Question

what products will form from a given set of reactants?
pb(no₃)₂ (aq) + nai (aq) →
options:

• nano₃ (aq) + pbi₂ (s)
• nano₃ (aq) + pbi₂ (aq)
• nano₃ (s) + pbi₂ (s)
• nano₃ (s) + pbi₂ (aq)

Explanation:

This is a double - displacement reaction. The reactants are $\ce{Pb(NO_{3})_{2}(aq)}$ and $\ce{NaI(aq)}$. In a double - displacement reaction, the cations and anions of the two compounds exchange places. The general form is $AB + CD=AD + CB$. Here, $\ce{Pb^{2+}}$ from $\ce{Pb(NO_{3})_{2}}$ will combine with $\ce{I^{-}}$ from $\ce{NaI}$, and $\ce{Na^{+}}$ from $\ce{NaI}$ will combine with $\ce{NO_{3}^{-}}$ from $\ce{Pb(NO_{3})_{2}}$.

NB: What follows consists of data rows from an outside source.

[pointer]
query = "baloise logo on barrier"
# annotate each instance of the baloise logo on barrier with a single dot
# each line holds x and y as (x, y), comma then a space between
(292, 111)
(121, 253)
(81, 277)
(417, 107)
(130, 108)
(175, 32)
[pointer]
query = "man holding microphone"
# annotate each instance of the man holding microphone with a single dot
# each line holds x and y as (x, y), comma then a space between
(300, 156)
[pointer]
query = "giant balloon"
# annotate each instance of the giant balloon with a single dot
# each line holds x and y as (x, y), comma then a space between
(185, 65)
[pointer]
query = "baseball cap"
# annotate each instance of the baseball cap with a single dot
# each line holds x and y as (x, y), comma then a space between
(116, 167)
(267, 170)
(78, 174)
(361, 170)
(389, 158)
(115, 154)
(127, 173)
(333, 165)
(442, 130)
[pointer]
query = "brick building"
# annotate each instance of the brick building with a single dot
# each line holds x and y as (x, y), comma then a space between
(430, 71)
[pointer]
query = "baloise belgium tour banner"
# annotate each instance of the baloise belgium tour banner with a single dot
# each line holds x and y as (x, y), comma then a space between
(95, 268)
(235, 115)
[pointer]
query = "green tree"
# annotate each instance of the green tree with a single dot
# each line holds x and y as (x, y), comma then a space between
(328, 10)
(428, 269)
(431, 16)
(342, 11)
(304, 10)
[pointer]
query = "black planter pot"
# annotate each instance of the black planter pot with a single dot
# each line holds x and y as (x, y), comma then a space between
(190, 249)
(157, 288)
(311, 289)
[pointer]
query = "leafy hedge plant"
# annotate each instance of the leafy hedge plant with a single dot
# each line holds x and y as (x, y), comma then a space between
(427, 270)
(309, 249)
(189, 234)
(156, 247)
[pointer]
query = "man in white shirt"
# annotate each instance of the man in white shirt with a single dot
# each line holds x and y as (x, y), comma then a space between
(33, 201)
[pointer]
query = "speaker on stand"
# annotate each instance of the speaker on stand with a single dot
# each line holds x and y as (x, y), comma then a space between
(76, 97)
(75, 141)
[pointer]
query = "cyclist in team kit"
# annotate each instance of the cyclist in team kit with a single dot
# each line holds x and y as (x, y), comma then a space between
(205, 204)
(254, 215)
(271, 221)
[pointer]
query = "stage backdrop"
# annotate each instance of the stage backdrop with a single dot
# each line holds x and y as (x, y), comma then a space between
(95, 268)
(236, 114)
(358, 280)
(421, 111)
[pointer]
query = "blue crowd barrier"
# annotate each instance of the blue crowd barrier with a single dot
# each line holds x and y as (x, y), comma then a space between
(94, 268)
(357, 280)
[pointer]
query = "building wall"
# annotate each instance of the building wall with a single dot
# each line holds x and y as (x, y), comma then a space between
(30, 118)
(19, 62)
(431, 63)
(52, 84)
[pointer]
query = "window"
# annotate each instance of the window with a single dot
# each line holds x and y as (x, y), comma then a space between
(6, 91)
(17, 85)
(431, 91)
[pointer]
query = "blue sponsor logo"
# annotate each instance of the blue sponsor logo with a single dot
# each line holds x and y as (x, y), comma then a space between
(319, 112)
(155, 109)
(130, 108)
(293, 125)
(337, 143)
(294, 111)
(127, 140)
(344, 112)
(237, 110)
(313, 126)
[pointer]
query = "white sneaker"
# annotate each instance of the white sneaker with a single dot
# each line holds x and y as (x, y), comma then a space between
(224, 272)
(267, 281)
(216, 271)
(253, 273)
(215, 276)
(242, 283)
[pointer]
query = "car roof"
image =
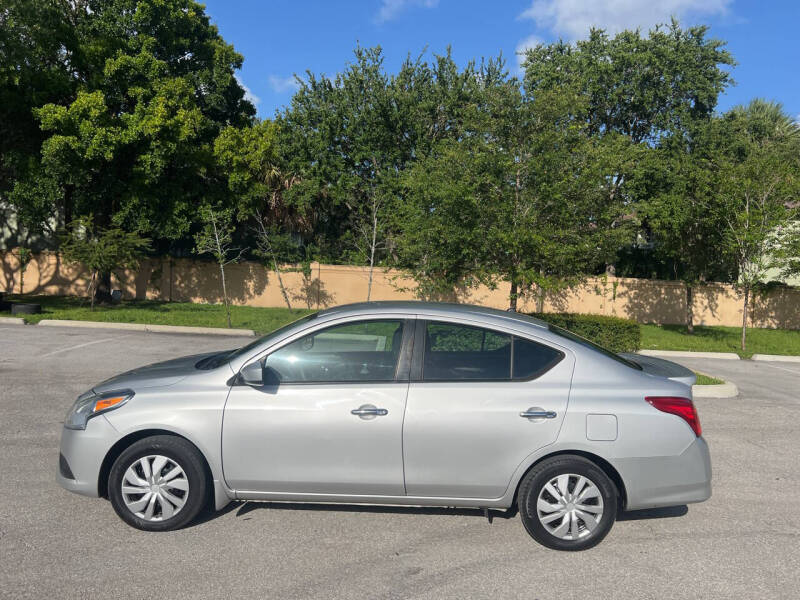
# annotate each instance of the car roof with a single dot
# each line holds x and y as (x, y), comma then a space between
(447, 309)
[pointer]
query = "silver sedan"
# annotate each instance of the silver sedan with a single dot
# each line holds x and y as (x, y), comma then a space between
(396, 403)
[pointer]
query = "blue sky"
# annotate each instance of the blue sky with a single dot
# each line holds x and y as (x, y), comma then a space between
(279, 38)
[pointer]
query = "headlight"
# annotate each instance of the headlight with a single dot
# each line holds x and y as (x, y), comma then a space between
(90, 404)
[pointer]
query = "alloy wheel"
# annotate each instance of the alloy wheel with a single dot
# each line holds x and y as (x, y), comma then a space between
(155, 488)
(570, 506)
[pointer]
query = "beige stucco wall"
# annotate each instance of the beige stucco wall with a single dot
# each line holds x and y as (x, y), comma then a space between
(644, 300)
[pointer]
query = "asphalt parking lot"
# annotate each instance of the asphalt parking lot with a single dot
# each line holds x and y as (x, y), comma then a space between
(743, 543)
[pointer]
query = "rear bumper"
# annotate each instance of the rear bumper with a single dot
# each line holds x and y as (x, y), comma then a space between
(667, 480)
(82, 454)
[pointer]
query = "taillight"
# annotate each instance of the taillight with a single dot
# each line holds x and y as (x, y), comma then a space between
(682, 407)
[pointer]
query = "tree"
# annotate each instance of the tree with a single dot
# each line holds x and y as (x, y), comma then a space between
(349, 139)
(38, 55)
(132, 145)
(518, 198)
(216, 238)
(638, 88)
(684, 230)
(345, 139)
(101, 250)
(757, 167)
(252, 163)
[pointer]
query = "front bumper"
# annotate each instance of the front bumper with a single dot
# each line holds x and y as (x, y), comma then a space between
(667, 480)
(82, 454)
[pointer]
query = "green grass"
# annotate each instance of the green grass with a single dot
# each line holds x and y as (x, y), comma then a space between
(721, 339)
(703, 379)
(261, 320)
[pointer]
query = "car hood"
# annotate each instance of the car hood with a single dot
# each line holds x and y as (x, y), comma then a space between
(662, 368)
(160, 374)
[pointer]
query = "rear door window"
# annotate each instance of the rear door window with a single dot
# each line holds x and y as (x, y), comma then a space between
(532, 360)
(461, 352)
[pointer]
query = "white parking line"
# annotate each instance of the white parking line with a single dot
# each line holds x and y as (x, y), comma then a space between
(119, 337)
(768, 364)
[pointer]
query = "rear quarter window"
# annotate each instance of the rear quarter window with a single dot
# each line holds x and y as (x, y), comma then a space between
(532, 359)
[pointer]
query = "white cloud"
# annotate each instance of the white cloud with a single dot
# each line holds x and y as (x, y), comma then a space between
(572, 19)
(283, 84)
(529, 42)
(391, 8)
(248, 94)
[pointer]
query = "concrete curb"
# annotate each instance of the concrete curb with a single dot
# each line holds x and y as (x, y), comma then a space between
(776, 357)
(148, 327)
(687, 354)
(11, 321)
(723, 390)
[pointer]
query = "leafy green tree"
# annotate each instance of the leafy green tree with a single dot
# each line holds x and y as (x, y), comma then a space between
(216, 238)
(101, 250)
(637, 88)
(683, 182)
(257, 181)
(133, 145)
(518, 198)
(346, 139)
(757, 171)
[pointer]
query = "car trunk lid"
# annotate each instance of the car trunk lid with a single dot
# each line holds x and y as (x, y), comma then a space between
(662, 368)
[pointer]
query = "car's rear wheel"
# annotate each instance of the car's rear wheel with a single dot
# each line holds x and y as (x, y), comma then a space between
(567, 503)
(158, 483)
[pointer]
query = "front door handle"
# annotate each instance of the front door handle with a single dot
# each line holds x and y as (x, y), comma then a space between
(538, 413)
(369, 411)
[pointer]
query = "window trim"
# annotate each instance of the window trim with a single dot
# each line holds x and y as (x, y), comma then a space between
(418, 358)
(403, 359)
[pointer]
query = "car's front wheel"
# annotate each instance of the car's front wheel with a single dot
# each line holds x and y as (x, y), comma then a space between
(567, 503)
(158, 483)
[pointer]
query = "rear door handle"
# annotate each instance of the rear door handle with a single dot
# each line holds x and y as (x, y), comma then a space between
(368, 411)
(538, 413)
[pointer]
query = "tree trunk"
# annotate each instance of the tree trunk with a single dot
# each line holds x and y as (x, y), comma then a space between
(744, 316)
(280, 283)
(372, 250)
(225, 295)
(92, 282)
(512, 298)
(102, 292)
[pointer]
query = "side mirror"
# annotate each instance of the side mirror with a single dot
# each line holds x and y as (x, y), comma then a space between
(252, 374)
(256, 375)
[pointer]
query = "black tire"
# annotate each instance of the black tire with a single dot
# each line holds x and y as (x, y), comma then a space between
(540, 475)
(177, 450)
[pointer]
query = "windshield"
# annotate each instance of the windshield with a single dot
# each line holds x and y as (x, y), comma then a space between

The reaction equation is $\ce{Pb(NO_{3})_{2}(aq) + 2NaI(aq)=2NaNO_{3}(aq) + PbI_{2}(s)}$. We know that lead(II) iodide ($\ce{PbI_{2}}$) is insoluble in water, so it will be a solid ($\ce{(s)}$), and sodium nitrate ($\ce{NaNO_{3}}$) is soluble in water, so it will be in the aqueous state ($\ce{(aq)}$). Looking at the options, the correct one should have $\ce{NaNO_{3}(aq) + PbI_{2}(s)}$.

Answer:

$\boldsymbol{\ce{NaNO_{3}(aq) + PbI_{2}(s)}}$ (assuming the first option has a typo and should be this, or if the first option is $\ce{NaNO_{3}(aq) + PbI_{2}(s)}$ then that is the answer)